Algunos pasajes de “Sunshine and roses” evocan claramente momentos y situaciones de la serie de televisión Los Soprano, algo que no sucedía previamente. Es curioso que Balas perdidas no haya sido adaptada a la pantalla, ni en película ni por capítulos, una circunstancia “sorprendente” a juicio de McCausland y Salgado, ya que “la línea clara y contrastada de Lapham, la secuencialidad tan rigurosa de sus viñetas y su rollo noir dan mucho juego audiovisual”. La razón para esa ausencia puede hallarse en que los Lapham no son partidarios de ello, a pesar de que tal vez les reportaría unos ingresos importantes. También es cierto que se trata de una obra poco recordada y muy desconocida por el público general, recluida en el marco de las creaciones de culto, sea eso lo que sea, y quizá por ello no resulte muy atractiva para las productoras.

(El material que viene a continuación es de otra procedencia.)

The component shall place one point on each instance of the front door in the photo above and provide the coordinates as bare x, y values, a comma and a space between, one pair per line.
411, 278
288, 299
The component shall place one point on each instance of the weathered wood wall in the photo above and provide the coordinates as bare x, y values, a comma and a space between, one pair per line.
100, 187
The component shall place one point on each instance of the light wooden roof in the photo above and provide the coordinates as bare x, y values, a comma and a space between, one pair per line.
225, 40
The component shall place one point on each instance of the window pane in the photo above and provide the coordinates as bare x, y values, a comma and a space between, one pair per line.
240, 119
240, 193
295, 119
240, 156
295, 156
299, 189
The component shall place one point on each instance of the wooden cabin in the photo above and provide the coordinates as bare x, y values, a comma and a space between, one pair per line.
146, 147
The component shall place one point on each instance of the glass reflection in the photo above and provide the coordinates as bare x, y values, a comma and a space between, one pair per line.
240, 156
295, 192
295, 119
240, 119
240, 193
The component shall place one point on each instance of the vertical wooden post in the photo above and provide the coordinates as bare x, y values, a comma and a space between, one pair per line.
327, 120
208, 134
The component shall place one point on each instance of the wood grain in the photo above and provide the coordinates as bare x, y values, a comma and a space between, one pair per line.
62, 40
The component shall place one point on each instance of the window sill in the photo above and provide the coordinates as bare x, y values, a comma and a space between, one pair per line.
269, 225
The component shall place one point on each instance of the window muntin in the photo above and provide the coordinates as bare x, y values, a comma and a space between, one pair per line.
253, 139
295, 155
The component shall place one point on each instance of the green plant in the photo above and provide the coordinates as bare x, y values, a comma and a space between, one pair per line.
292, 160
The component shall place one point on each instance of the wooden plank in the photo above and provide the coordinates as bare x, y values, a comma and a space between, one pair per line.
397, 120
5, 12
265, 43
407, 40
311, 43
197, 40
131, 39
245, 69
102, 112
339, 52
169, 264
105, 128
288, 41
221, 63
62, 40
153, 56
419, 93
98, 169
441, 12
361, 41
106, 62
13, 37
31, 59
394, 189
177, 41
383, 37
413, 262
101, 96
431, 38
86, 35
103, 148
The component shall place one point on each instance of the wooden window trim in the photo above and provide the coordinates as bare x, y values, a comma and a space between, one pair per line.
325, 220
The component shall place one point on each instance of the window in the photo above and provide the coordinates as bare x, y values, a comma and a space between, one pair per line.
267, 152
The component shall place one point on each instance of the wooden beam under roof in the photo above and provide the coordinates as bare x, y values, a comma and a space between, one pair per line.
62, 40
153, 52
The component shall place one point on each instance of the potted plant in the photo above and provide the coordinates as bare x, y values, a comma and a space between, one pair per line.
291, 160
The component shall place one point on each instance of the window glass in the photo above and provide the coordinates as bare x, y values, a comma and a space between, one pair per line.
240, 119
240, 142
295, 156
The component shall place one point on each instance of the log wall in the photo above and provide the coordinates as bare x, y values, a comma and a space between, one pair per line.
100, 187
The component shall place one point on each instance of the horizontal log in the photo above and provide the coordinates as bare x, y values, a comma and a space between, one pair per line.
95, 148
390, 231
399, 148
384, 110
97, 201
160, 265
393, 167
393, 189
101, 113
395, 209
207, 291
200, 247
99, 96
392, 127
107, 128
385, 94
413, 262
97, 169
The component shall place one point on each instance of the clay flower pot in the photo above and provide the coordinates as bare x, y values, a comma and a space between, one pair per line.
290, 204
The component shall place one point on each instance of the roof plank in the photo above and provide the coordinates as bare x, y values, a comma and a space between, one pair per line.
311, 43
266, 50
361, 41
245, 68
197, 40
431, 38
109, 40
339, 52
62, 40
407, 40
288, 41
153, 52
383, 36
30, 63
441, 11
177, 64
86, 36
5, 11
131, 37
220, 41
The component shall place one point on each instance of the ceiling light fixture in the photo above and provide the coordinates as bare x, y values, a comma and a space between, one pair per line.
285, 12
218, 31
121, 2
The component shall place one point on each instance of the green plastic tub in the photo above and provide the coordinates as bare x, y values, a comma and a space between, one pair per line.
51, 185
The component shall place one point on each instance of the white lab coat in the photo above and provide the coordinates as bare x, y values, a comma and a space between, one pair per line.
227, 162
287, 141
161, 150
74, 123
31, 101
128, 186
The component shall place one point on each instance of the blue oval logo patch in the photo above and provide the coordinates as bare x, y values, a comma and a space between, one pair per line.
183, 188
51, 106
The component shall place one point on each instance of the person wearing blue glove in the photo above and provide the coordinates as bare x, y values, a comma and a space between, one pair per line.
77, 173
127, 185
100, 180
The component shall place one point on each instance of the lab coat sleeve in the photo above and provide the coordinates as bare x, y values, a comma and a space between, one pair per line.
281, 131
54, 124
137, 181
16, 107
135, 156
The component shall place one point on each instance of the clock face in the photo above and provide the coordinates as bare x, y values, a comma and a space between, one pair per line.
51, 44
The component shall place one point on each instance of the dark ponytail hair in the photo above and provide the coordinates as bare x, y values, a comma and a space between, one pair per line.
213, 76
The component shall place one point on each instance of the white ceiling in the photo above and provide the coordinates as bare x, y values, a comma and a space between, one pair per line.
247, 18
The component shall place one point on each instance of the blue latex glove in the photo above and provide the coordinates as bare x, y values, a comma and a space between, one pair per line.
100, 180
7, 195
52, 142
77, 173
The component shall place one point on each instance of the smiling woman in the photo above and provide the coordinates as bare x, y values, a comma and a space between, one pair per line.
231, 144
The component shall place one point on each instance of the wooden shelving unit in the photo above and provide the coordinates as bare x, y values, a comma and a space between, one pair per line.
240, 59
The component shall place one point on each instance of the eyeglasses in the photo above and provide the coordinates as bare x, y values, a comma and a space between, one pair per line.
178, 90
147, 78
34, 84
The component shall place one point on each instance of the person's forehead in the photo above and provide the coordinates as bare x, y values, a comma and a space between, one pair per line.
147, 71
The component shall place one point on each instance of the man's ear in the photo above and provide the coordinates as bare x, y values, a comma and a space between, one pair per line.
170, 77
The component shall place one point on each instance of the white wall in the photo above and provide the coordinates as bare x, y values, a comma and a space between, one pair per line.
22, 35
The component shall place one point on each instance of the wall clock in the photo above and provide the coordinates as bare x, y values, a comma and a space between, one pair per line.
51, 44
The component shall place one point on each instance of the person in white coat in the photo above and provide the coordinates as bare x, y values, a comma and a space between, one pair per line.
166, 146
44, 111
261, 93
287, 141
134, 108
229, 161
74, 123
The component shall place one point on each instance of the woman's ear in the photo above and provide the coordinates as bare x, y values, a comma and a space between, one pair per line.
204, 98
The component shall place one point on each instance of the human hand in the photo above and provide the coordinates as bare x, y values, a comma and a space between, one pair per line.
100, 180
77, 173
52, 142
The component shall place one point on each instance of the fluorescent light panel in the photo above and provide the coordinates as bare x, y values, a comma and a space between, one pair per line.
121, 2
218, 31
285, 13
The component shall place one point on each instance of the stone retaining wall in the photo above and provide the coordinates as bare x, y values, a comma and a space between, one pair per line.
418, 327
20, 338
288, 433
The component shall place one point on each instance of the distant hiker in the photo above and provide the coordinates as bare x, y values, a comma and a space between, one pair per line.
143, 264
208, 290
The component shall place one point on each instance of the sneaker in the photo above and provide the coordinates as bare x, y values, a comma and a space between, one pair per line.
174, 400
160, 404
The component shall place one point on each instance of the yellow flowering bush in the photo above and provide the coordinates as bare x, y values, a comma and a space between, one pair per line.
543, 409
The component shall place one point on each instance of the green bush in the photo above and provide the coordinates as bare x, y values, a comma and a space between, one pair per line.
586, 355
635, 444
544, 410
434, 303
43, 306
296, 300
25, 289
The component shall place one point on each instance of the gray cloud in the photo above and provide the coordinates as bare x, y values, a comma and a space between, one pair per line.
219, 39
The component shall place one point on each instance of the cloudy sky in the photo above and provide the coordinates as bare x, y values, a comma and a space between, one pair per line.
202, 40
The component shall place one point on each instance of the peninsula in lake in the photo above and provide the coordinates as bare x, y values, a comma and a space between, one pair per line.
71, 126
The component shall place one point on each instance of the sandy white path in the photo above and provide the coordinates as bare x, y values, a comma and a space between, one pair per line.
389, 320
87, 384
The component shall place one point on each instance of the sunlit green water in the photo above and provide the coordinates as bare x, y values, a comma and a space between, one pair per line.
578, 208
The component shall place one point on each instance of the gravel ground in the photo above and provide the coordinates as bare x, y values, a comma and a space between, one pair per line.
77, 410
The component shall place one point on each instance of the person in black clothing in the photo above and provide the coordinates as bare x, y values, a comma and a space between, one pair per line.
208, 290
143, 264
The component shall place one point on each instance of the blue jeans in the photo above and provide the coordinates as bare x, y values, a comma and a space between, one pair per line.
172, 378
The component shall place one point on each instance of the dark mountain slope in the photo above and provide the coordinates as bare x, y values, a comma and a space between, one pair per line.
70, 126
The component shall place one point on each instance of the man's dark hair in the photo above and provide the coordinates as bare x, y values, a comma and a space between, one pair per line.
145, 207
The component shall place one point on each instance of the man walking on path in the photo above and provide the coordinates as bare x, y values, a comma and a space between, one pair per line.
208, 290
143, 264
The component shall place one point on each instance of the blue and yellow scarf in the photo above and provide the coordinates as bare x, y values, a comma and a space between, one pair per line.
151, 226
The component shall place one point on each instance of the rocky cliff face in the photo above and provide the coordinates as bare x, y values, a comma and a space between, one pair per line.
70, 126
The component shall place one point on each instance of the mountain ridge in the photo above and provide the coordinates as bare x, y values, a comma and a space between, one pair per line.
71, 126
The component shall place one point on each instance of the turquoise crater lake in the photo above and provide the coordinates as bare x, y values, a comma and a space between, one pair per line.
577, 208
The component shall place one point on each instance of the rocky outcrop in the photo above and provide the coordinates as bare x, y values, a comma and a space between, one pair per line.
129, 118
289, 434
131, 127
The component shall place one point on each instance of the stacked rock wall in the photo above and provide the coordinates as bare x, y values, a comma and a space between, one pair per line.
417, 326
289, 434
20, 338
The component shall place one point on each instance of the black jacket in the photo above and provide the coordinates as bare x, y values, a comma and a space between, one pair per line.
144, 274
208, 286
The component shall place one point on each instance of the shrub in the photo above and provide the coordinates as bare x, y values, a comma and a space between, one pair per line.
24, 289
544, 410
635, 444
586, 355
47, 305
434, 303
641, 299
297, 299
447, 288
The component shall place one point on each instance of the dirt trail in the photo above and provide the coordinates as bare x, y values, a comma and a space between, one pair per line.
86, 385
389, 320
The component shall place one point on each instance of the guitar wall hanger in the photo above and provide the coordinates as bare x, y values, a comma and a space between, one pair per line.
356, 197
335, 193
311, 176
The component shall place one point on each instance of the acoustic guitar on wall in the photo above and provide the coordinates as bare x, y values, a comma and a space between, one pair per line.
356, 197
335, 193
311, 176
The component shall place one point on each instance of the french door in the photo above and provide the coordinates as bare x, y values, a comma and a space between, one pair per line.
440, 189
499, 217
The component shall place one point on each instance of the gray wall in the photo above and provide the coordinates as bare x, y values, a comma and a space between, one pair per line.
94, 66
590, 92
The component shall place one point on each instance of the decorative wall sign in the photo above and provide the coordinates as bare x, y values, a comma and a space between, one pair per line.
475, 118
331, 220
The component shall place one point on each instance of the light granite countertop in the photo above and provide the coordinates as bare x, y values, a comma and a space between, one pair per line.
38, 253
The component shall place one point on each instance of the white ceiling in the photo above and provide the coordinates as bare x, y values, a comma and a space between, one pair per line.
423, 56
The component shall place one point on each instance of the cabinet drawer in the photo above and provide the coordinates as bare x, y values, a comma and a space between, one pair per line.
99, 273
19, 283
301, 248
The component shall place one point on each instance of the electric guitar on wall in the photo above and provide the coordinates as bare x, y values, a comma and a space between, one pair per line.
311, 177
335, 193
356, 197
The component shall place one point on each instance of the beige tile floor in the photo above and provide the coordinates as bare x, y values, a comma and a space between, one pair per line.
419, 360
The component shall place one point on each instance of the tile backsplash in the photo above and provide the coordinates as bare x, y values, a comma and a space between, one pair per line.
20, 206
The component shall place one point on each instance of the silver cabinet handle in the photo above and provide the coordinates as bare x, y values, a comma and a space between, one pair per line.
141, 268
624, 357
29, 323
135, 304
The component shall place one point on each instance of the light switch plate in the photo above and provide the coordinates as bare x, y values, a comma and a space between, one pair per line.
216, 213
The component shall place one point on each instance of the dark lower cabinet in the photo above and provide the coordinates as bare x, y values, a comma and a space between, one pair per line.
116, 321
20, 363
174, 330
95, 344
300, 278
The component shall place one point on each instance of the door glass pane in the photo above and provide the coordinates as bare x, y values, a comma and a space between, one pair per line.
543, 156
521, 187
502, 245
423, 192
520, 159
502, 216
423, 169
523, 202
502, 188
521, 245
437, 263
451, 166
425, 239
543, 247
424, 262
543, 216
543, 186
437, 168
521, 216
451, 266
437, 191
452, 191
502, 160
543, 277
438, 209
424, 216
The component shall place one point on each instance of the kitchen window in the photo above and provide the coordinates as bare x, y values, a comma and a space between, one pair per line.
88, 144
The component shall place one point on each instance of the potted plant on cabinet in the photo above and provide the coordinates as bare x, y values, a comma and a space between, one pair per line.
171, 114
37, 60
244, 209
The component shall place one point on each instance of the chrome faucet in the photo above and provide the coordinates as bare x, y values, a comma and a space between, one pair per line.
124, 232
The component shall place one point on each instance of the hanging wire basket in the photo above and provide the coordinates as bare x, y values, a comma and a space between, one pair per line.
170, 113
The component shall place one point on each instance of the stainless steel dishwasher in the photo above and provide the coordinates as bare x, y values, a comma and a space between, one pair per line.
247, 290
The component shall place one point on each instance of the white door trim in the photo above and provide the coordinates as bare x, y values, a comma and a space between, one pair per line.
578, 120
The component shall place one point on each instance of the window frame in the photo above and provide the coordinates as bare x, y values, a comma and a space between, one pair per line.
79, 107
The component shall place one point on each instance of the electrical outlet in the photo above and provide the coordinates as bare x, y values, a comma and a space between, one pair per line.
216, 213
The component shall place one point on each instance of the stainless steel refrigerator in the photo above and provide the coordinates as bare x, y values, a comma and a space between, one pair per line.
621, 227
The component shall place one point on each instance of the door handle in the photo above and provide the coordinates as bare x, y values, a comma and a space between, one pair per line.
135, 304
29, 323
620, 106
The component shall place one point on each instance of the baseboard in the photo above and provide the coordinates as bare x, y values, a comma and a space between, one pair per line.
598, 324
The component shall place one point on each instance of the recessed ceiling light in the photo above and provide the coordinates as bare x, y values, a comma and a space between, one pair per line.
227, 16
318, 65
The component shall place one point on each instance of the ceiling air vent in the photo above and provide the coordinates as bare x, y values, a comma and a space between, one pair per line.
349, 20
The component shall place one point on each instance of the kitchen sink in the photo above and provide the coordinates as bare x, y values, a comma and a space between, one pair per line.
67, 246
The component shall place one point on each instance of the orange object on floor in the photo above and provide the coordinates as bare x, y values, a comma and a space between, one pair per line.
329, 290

Tratando de localizar las causas del olvido en que ha caído, McCausland y Salgado señalan que Balas perdidas se enmarca a nivel argumental y gráfico en una época que hoy ya queda lejos, la del cómic independiente norteamericano de los años 90, pero también apuntan que adolece de algunos tics que lo pueden hacer parecer anticuado, como “la crudeza un tanto impostada a veces, o las relaciones entre hombres y mujeres, que tienden mucho a las asignaciones del noir clásico pese a su pátina de (pos)modernidad”. Para Emilio Bernárdez, existe también otro motivo cultural de tipo estructural que podría explicarlo. “El mundo del cómic —también las series de televisión o el cine— está saturado de comercialidad y se le presta menos atención a lo que requiere poner un poco de caletre. Se necesita que todo deslumbre, sea espectacular, y lo que no es así pasa bajo la vista de lectores y compradores”, lamenta el veterano editor de La Cúpula a modo de conclusión.